Over the last few months, there has been much debate about the future of our local Swindon libraries. We have an extremely good library service in our town and over the years, libraries have played an important role in our local community. They are places for reading and borrowing of books, gaining access to the Internet for homework or job seeking, working quietly or meeting friends. As a local library user myself, I value them greatly.
It can't be denied that the Council, like all our public services, is having to work within tight financial constraints. Over the past few months, I have met local campaigners, talked about this issue on the doorstep with residents, raised it with Council officers and the Council Cabinet member Cllr Mary Martin and also with Libraries Minister Rob Wilson MP. Last week, the Council showed that it was listening to local concern and included Park Library as part of its core service. This is very welcome news indeed, and I am now looking for more work to be done to help ensure the future of branches such as Wroughton and Liden, for example.
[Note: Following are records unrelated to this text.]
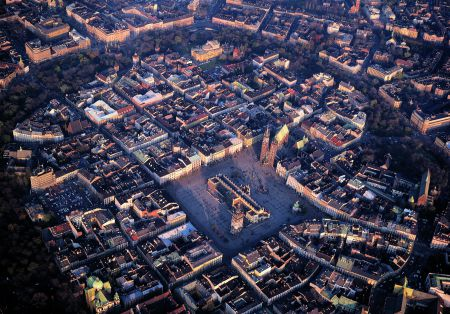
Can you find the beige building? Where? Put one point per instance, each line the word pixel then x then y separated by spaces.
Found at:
pixel 208 51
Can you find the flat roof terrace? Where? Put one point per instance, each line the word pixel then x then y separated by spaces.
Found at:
pixel 213 217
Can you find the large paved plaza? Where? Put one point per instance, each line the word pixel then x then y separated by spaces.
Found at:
pixel 213 217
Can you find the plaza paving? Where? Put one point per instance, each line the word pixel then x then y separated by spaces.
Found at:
pixel 213 217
One option that I am supportive of is a Library Trust, which is where a not-for-profit organisation would get involved. Trusts do not pay Non-Domestic Rates and have VAT exclusions. They are also eligible to apply for more grants and funding than councils can and are not tied into the structures, bureaucracy and purchasing agreements of councils, meaning they can purchase entirely tailored to the interests of the service. Members of the Swindon Libraries service have come up with just such a proposal and I am very keen that the Council pursue this urgently. I will carry on doing whatever I can to find new sources of income and support for Swindon's libraries.
Last Thursday, I helped to host a public meeting at East Wichel Community School. The meeting was organised by Councillor Claire Ellis and Nick Burns-Howell after residents got in touch regarding the current parking situation in Wichelstowe. I was very pleased to see so many local residents at the meeting putting forward their views. Following on from the meeting, I have asked Swindon Borough Council to carry out a full review of the arrangements in East Wichel and to keep us regularly updated. If you are a local resident and were unable to make the meeting but would like to have your views heard please drop me an email to Robert.firstname.lastname@example.org
I was delighted to unveil a very special sculpture in the village of Liddington over the weekend. The Hoarusib Bull, a lifesize portrait of a legendary elephant, is the work of Swindon's own David Lomax, who is a world renowned sculptor.The awe inspiring work is proof that Swindon is a place full of surprises, a place of contrasts and of hidden talents. I think it is time we began to speak more loudly about what we are capable of and what we are already doing in terms of our contribution to arts and culture. David Lomax is a pivotal example of this. He has worked for many years now at the top of his art and chose to do that here, in Swindon.
Finally, I would like to wish fellow Wroughton resident, Commander Tim Winter, the very best of luck as he takes part in Walking Home for Christmas as part of the Walking With The Wounded Charity. Tim will be braving the winter weather and walking 23 miles along the Ridgeway on Friday 16th December to raise money to support wounded veterans.